«Ce qui m’a le plus frappé dans le discours du ministre Vandenbroucke c’est qu’il a déclaré qu’il avait entrepris il y a vingt ans la réforme de la nomenclature, sans succès, et que la réforme actuelle - celle de la nomenclature, du financement des hôpitaux et de la structuration des soins - doit passer maintenant parce que dans le cas contraire, on risque de perdre à nouveau de nombreuses années», commente Jean-Luc Demeere, président du Groupement belge des spécialistes (GBS).
«C’est interpellant! Le message du ministre est clair: si vous voulez avoir un avenir, suivez-moi. Si vous vous opposez à moi, vous en paierez les conséquences», commente le Dr Jean-Luc Demeere.
Lors de son exposé, qui a introduit le symposium du GBS consacré à la réforme de la nomenclature et de l’organisation de soins, le Dr Demeere a présenté, non sans humour, l’évolution de la première ligne et le rôle de plus en plus important des non-médecins, par exemple des pharmaciens et des infirmières de pratique avancée ou de soins généraux… qui pourraient réaliser des actes et prescrire des examens, des soins, voire des médicaments. «Une évolution pour le moins révolutionnaire», estime l’anesthésiste. «Avec des risques de pratiques autonomes de la part, des infirmières de pratiques avancées et des assistants de pratique en médecine générale qui peuvent réaliser des prises de sang. Dans cette évolution, comment situer le travail de l’infirmière et de la secrétaire médicale, deux professions qui existent déjà?» Trois termes disparaissent de la première ligne, la pratique en solo, le médecin spécialiste et la médecine spécialisée dite de «villas». Le ministre a rejeté cette «caricature» de la médecine de première ligne.

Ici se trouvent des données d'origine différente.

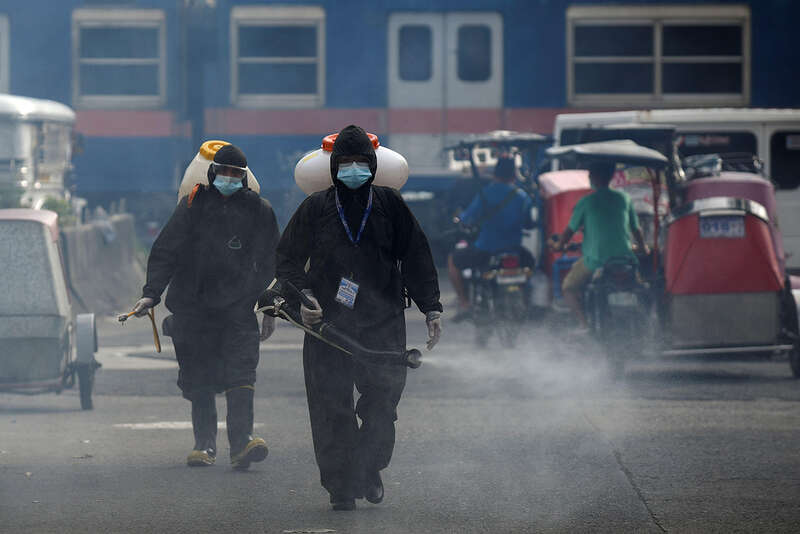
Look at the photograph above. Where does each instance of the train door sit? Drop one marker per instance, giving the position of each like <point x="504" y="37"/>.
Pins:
<point x="441" y="65"/>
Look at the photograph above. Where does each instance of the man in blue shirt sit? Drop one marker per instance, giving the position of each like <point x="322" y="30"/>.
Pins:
<point x="501" y="211"/>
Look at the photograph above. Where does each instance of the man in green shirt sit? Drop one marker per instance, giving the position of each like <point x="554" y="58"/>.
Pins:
<point x="608" y="221"/>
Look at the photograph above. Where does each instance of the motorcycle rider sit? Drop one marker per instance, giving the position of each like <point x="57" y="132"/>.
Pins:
<point x="501" y="211"/>
<point x="608" y="221"/>
<point x="351" y="249"/>
<point x="217" y="253"/>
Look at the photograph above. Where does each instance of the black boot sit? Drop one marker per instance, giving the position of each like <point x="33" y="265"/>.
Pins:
<point x="245" y="449"/>
<point x="204" y="424"/>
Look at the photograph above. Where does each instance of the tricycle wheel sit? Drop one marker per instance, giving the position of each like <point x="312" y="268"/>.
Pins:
<point x="86" y="384"/>
<point x="794" y="361"/>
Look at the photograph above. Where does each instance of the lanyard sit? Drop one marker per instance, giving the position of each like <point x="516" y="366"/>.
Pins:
<point x="363" y="221"/>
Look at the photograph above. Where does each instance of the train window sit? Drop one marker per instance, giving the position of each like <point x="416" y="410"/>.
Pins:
<point x="415" y="50"/>
<point x="658" y="55"/>
<point x="474" y="53"/>
<point x="119" y="57"/>
<point x="277" y="56"/>
<point x="785" y="159"/>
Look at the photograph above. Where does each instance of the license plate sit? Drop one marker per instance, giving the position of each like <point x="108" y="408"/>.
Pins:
<point x="504" y="280"/>
<point x="623" y="299"/>
<point x="722" y="226"/>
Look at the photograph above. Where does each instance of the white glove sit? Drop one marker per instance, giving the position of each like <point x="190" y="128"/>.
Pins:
<point x="142" y="305"/>
<point x="311" y="316"/>
<point x="267" y="327"/>
<point x="434" y="321"/>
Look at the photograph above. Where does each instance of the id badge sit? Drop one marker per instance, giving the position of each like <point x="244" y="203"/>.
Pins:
<point x="348" y="291"/>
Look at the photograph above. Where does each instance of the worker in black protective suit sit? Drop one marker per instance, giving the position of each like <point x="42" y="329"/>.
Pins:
<point x="217" y="253"/>
<point x="362" y="246"/>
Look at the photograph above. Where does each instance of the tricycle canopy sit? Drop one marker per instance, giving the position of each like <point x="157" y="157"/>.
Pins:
<point x="620" y="151"/>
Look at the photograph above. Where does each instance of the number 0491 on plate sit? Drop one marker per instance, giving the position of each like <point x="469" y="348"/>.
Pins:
<point x="722" y="226"/>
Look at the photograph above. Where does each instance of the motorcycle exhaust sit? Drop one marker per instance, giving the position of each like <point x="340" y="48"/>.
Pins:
<point x="273" y="301"/>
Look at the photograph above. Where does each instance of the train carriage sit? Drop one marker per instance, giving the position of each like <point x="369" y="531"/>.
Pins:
<point x="151" y="79"/>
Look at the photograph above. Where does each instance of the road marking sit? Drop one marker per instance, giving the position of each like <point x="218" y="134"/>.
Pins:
<point x="170" y="425"/>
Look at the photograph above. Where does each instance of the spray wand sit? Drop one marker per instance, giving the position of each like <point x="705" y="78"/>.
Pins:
<point x="273" y="302"/>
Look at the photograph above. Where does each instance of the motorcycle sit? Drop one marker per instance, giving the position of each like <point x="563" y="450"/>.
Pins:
<point x="616" y="306"/>
<point x="498" y="291"/>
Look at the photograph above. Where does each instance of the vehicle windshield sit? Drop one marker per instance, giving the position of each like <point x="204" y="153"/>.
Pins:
<point x="27" y="281"/>
<point x="785" y="158"/>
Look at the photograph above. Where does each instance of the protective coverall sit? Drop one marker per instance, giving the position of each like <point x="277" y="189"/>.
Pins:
<point x="392" y="253"/>
<point x="217" y="254"/>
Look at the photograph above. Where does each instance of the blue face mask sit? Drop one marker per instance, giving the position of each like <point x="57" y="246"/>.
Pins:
<point x="227" y="185"/>
<point x="354" y="174"/>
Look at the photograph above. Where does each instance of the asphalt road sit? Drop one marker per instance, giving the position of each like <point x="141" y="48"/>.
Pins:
<point x="533" y="440"/>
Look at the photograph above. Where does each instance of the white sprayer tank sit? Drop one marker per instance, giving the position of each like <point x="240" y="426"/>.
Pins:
<point x="313" y="172"/>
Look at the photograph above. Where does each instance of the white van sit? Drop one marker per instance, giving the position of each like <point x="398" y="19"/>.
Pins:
<point x="35" y="147"/>
<point x="773" y="135"/>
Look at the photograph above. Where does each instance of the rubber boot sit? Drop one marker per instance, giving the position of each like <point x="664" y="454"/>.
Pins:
<point x="204" y="424"/>
<point x="245" y="449"/>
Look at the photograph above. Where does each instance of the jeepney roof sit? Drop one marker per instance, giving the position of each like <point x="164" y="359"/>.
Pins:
<point x="621" y="151"/>
<point x="34" y="109"/>
<point x="678" y="117"/>
<point x="501" y="137"/>
<point x="45" y="217"/>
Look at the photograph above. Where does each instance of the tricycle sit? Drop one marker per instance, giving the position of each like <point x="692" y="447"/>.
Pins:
<point x="44" y="346"/>
<point x="718" y="281"/>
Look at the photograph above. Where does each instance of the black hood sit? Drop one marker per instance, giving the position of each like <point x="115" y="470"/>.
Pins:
<point x="353" y="141"/>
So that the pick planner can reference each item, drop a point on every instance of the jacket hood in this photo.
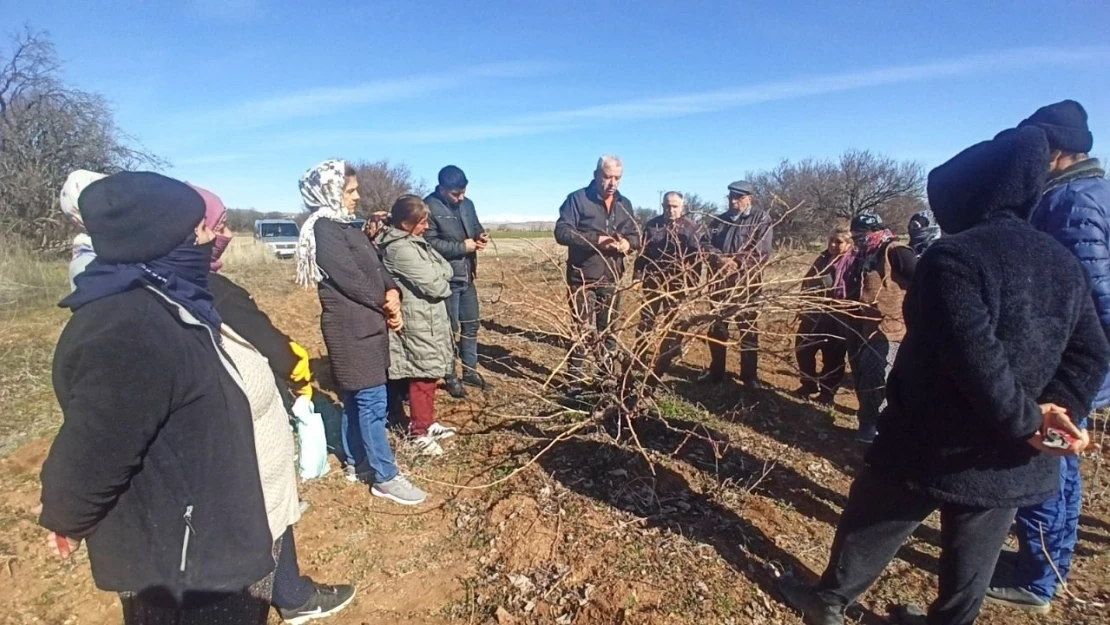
(1002, 175)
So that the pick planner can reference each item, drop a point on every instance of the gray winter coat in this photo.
(424, 348)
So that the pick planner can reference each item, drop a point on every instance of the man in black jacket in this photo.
(454, 231)
(999, 350)
(743, 235)
(598, 230)
(670, 262)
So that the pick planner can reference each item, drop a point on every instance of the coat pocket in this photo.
(189, 535)
(366, 323)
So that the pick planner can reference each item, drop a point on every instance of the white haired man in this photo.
(597, 227)
(669, 263)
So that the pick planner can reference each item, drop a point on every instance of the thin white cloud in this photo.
(211, 159)
(322, 101)
(229, 9)
(726, 99)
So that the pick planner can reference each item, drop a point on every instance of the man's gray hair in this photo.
(608, 160)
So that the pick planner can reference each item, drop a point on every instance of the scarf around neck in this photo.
(322, 192)
(181, 275)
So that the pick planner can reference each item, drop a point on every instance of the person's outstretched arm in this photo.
(980, 366)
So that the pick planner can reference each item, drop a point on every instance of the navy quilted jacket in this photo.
(1075, 210)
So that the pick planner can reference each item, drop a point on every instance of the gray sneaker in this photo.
(399, 490)
(1019, 598)
(804, 598)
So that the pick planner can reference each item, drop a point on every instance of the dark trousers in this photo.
(749, 344)
(1048, 533)
(291, 588)
(880, 515)
(593, 310)
(421, 395)
(463, 310)
(658, 312)
(826, 335)
(871, 361)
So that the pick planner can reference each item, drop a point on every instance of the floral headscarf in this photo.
(76, 182)
(322, 192)
(214, 212)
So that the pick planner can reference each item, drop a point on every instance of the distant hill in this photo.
(520, 225)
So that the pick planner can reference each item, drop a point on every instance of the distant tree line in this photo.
(48, 129)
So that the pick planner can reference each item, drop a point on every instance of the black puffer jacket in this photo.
(154, 463)
(352, 296)
(747, 238)
(583, 219)
(999, 319)
(447, 227)
(241, 313)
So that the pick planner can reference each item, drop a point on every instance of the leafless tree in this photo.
(826, 191)
(47, 130)
(382, 182)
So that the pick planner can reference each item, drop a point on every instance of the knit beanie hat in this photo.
(922, 231)
(138, 217)
(1065, 123)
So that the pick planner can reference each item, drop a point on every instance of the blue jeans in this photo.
(364, 432)
(463, 310)
(1056, 520)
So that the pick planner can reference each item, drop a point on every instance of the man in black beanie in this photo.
(998, 352)
(1073, 211)
(454, 231)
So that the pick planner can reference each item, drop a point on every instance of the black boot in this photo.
(472, 377)
(716, 372)
(454, 387)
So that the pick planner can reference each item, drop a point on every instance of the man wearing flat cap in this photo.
(744, 235)
(1075, 211)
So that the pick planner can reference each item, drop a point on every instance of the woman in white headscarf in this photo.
(360, 304)
(82, 244)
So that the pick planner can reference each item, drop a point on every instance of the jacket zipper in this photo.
(189, 533)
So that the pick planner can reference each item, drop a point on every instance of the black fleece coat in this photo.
(157, 444)
(999, 319)
(447, 227)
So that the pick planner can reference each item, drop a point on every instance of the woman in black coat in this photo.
(1002, 344)
(154, 465)
(360, 302)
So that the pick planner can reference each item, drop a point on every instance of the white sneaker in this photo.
(399, 490)
(440, 431)
(426, 445)
(366, 475)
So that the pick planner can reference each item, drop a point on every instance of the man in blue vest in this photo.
(454, 231)
(1073, 210)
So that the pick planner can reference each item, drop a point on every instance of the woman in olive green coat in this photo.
(423, 351)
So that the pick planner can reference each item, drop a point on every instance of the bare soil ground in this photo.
(593, 532)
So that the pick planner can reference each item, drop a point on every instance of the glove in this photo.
(302, 372)
(305, 392)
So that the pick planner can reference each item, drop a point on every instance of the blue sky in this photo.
(243, 96)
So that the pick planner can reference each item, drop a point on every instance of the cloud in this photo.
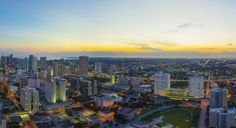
(184, 26)
(143, 46)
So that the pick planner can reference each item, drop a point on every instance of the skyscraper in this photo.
(32, 64)
(196, 87)
(83, 65)
(218, 98)
(98, 67)
(221, 118)
(24, 63)
(57, 69)
(161, 82)
(61, 89)
(43, 62)
(55, 90)
(29, 99)
(88, 87)
(75, 83)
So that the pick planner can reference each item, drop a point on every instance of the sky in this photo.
(119, 28)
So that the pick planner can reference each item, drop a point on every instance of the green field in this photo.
(178, 118)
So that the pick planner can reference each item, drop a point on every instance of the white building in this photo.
(50, 91)
(55, 90)
(83, 65)
(29, 99)
(218, 98)
(61, 89)
(34, 83)
(107, 101)
(98, 67)
(221, 118)
(57, 69)
(196, 87)
(104, 101)
(161, 82)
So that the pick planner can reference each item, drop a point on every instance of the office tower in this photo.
(83, 65)
(98, 67)
(24, 63)
(113, 68)
(221, 118)
(75, 83)
(34, 83)
(49, 72)
(218, 98)
(29, 99)
(3, 62)
(2, 121)
(88, 87)
(57, 69)
(161, 82)
(43, 62)
(32, 64)
(55, 90)
(50, 91)
(196, 87)
(61, 89)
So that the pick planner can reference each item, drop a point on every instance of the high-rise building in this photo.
(32, 64)
(50, 91)
(218, 98)
(55, 90)
(57, 69)
(221, 118)
(43, 62)
(61, 89)
(29, 99)
(1, 113)
(2, 121)
(196, 87)
(98, 67)
(83, 65)
(75, 83)
(161, 83)
(24, 63)
(4, 62)
(88, 87)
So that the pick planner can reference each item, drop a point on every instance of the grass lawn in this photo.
(178, 118)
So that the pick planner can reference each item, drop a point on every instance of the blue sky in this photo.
(146, 27)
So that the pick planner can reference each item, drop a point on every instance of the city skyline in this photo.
(157, 29)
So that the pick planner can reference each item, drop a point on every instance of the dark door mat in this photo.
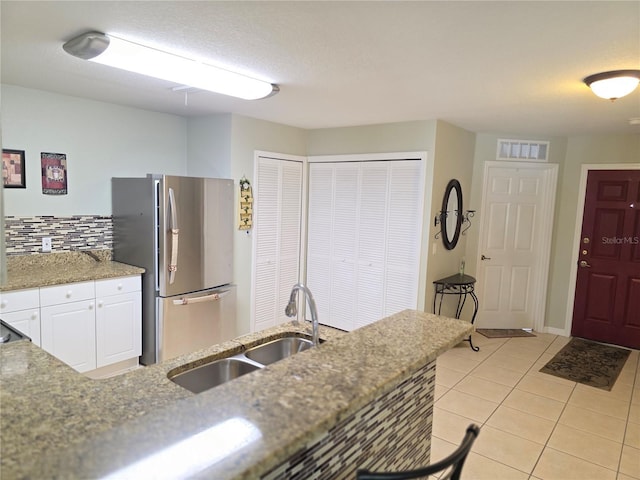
(504, 332)
(590, 363)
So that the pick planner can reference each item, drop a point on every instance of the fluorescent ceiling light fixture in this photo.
(116, 52)
(614, 84)
(194, 454)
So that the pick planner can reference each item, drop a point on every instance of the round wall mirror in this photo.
(451, 214)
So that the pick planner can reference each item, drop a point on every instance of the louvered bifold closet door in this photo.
(363, 245)
(319, 237)
(404, 229)
(277, 223)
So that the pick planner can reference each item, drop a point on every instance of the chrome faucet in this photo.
(292, 310)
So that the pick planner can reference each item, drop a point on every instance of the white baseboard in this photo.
(557, 331)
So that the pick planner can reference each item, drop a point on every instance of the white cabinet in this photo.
(118, 321)
(278, 223)
(68, 324)
(21, 309)
(87, 325)
(363, 242)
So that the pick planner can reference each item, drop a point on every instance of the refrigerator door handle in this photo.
(173, 263)
(205, 298)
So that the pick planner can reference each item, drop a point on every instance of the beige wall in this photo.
(247, 136)
(453, 159)
(450, 155)
(602, 149)
(101, 140)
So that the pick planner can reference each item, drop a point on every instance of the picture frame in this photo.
(13, 168)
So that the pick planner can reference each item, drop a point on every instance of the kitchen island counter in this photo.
(58, 423)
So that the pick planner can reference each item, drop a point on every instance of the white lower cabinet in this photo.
(89, 325)
(118, 321)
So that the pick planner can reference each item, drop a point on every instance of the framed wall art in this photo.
(13, 168)
(54, 173)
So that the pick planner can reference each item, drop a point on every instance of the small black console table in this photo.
(460, 285)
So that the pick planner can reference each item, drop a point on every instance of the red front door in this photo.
(607, 298)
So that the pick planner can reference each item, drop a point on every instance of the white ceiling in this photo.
(500, 67)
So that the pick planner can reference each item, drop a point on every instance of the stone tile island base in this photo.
(391, 433)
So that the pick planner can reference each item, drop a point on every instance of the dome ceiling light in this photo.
(614, 84)
(116, 52)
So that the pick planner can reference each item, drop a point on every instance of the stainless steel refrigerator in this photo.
(180, 230)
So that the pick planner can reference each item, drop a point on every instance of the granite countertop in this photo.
(58, 423)
(40, 270)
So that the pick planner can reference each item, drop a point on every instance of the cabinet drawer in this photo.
(116, 286)
(70, 292)
(19, 300)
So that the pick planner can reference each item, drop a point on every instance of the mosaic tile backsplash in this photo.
(24, 234)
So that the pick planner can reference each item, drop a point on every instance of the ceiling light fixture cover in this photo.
(614, 84)
(116, 52)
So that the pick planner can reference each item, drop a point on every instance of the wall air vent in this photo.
(522, 150)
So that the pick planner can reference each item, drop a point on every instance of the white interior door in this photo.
(515, 240)
(277, 234)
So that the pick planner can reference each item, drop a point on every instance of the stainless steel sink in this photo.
(213, 374)
(216, 373)
(278, 349)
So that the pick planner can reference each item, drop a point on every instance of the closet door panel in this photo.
(404, 235)
(373, 213)
(277, 223)
(365, 223)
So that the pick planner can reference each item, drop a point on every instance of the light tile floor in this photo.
(534, 426)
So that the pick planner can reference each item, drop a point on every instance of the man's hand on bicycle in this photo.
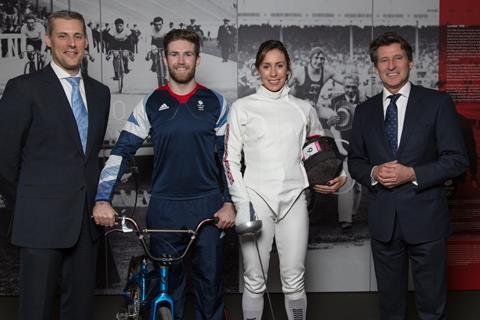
(104, 214)
(226, 216)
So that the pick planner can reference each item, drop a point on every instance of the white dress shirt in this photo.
(67, 87)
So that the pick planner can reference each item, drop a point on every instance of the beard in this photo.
(181, 78)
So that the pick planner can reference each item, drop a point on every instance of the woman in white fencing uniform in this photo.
(270, 128)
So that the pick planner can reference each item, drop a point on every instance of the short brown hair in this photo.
(268, 46)
(182, 34)
(67, 15)
(387, 39)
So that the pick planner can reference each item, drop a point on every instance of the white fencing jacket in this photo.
(270, 128)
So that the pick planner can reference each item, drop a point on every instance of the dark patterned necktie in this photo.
(391, 123)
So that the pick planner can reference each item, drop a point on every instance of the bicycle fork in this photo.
(163, 298)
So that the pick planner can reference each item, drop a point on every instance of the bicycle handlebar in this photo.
(141, 236)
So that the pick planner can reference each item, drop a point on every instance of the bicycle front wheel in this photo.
(164, 313)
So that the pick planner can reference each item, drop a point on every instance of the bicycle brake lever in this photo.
(125, 228)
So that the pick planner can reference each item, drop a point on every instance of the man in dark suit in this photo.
(405, 143)
(52, 125)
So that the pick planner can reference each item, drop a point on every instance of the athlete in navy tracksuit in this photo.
(187, 132)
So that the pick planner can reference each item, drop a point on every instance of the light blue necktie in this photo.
(79, 110)
(391, 123)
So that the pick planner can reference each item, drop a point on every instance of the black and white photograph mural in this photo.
(125, 53)
(328, 43)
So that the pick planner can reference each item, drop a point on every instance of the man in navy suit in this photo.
(405, 143)
(52, 124)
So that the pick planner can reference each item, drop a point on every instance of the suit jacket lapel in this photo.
(379, 120)
(411, 116)
(60, 105)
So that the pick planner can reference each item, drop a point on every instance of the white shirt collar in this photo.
(273, 95)
(404, 91)
(61, 73)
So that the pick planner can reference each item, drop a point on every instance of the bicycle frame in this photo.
(34, 62)
(157, 58)
(118, 57)
(142, 277)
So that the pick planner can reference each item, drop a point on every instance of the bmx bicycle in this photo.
(118, 58)
(144, 300)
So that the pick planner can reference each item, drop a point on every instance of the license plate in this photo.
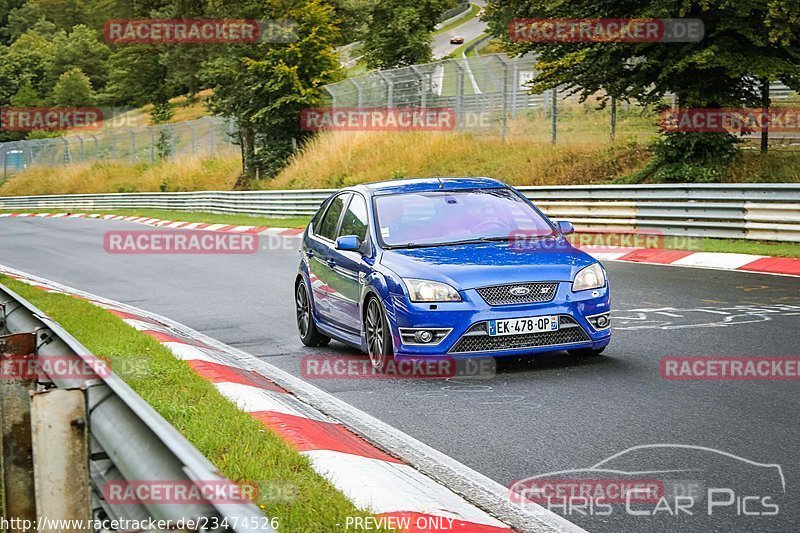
(521, 326)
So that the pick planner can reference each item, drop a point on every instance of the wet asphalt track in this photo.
(537, 415)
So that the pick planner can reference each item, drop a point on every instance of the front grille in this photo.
(501, 294)
(477, 339)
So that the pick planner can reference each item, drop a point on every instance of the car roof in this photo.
(429, 184)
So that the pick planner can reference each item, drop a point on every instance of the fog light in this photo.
(423, 336)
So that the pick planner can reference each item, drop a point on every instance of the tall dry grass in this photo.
(337, 159)
(183, 174)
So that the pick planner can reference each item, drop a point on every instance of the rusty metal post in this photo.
(61, 455)
(16, 450)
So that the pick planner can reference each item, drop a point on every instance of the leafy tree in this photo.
(32, 56)
(26, 96)
(352, 17)
(136, 76)
(67, 13)
(26, 17)
(745, 43)
(266, 86)
(82, 49)
(400, 32)
(73, 89)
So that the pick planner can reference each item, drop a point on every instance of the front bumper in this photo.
(467, 321)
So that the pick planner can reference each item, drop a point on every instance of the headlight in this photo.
(591, 277)
(431, 291)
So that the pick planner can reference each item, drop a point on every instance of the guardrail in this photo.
(741, 211)
(85, 431)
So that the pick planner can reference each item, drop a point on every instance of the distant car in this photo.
(433, 267)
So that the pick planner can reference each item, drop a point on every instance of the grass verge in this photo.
(184, 174)
(238, 445)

Selon Jean-Luc Demeere le ministre de la Santé publique s’est avancé lors de son discours (lire en page 4) sur une rémunération équitable et motivante des médecins et une répartition plus juste des gardes. «Il a également déclaré qu’il faudra revoir les revenus des médecins afin de dégager de l’argent pour refinancer les soins de santé.»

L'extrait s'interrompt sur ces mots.